Angels also pray for us. We see in Isaiah 6:3 and Revelation 4:8 that the angels continue to sing and pray to God, “Holy, holy, holy, Lord God of Hosts!” We also see in Tobit 12:12 and Revelation 5:8 and 8:3 that along with the Saints who are in Heaven, the angels serve as intercessors for us in prayer to God. Jesus tells us in Matthew 18:10 not to despise or bring harm to children, “for I tell you that in heaven their angels always behold the face of my Father who is in heaven.”
St.

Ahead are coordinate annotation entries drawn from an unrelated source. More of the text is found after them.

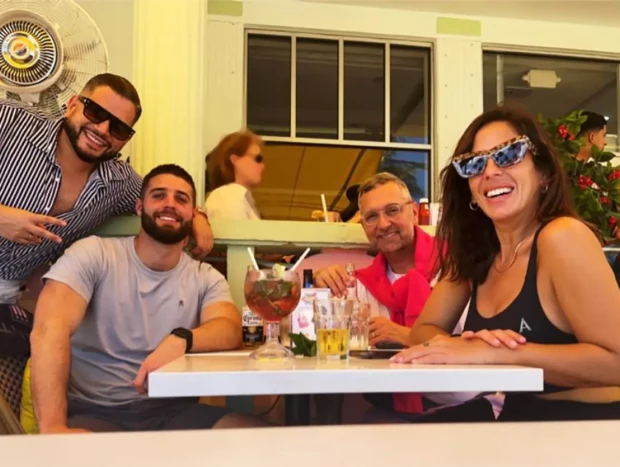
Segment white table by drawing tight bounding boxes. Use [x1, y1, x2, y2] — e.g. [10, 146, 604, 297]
[148, 352, 543, 397]
[0, 421, 620, 467]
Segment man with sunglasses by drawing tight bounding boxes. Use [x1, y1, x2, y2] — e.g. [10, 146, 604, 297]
[0, 73, 212, 356]
[314, 173, 469, 422]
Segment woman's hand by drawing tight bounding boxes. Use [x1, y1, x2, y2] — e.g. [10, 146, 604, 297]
[390, 336, 497, 365]
[461, 329, 526, 349]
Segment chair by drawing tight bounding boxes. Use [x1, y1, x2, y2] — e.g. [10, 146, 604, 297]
[0, 357, 28, 434]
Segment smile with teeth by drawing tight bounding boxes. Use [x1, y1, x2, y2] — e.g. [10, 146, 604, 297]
[84, 130, 107, 146]
[485, 187, 514, 198]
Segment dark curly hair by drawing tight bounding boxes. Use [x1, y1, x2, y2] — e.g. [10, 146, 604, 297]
[436, 105, 579, 284]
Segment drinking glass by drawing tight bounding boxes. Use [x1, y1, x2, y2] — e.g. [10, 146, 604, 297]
[312, 298, 356, 360]
[349, 301, 370, 350]
[243, 269, 301, 360]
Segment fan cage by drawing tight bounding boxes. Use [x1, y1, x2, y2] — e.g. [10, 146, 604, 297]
[0, 19, 59, 86]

Gregory the Great notes that angels do not have names unless and until they are given a mission from God to announce a message. There are untold millions of angels in heaven, all created as pure spirits, in continual praise and adoration of our God. Scripture also makes clear that at great events of salvation history, God sends an “archangel” to proclaim a message.
The three Archangels Michael, Gabriel and Raphael are three of the seven archangels named in Sacred Scripture and all three have important roles in the history of salvation.
Saint Michael is the “Prince of the Heavenly Host,” the leader of all the angels. His name is Hebrew for “Who is like God?” and was the battle cry of the good angels against Lucifer and his followers when they rebelled against God. He is mentioned four times in the Bible, in Daniel 10 and 12, in the letter of Jude, and in Revelation.
Michael, whose forces cast down Lucifer and the evil spirits into Hell, is invoked for protection against Satan and all evil. Pope Leo XIII, in 1899, having had a prophetic vision of the evil that would be inflicted upon the Church and the world in the 20th century, instituted a prayer asking for Saint Michael’s protection to be said at the end of every Mass. (I’ll include that prayer at the bottom of this blog, though it was suppressed with the Vatican II changes in the liturgy.)
Christian tradition recognizes four offices of Saint Michael: (i) to fight against Satan (ii) to guard or rescue the souls of the faithful from the power of the enemy, especially at the hour of death. (iii) to be the champion of God’s people, (iv) to call us away from earth and bring men’s souls to judgment. Gabriel is, he who stand before God.” (Luke 1, 19)
Saint Gabriel, whose name means “God’s strength,” is mentioned four times in the Bible. Most significant are Gabriel’s two appearances in the New Testament: to announce the birth of John the Baptist to his father Zacharias, and at Incarnation of the Word when he announces to Mary that she will be the Mother of the Most High . He again appeared to Joseph in a dream and guided them on their way to Egypt to flee from Herod’s clutches.
Christian tradition suggests that it is he who appeared to the shepherds, and also that it was he who “strengthened” Jesus during his agony in the garden of Gethsemane.
“I am the angel Raphael, one of the seven, who stand before the Lord” (Tobit 12:15)
Saint Raphael, whose name means “God has healed” because of his healing of Tobias’ blindness in the Book of Tobit. Tobit is the only book in which he is mentioned. His office is generally accepted by tradition to be that of healing and acts of mercy.
Raphael is also identified with the angel in John 5:1-4 who descended upon the pond and bestowed healing powers upon it so that the first to enter it after it moved would be healed of whatever infirmity he was suffering.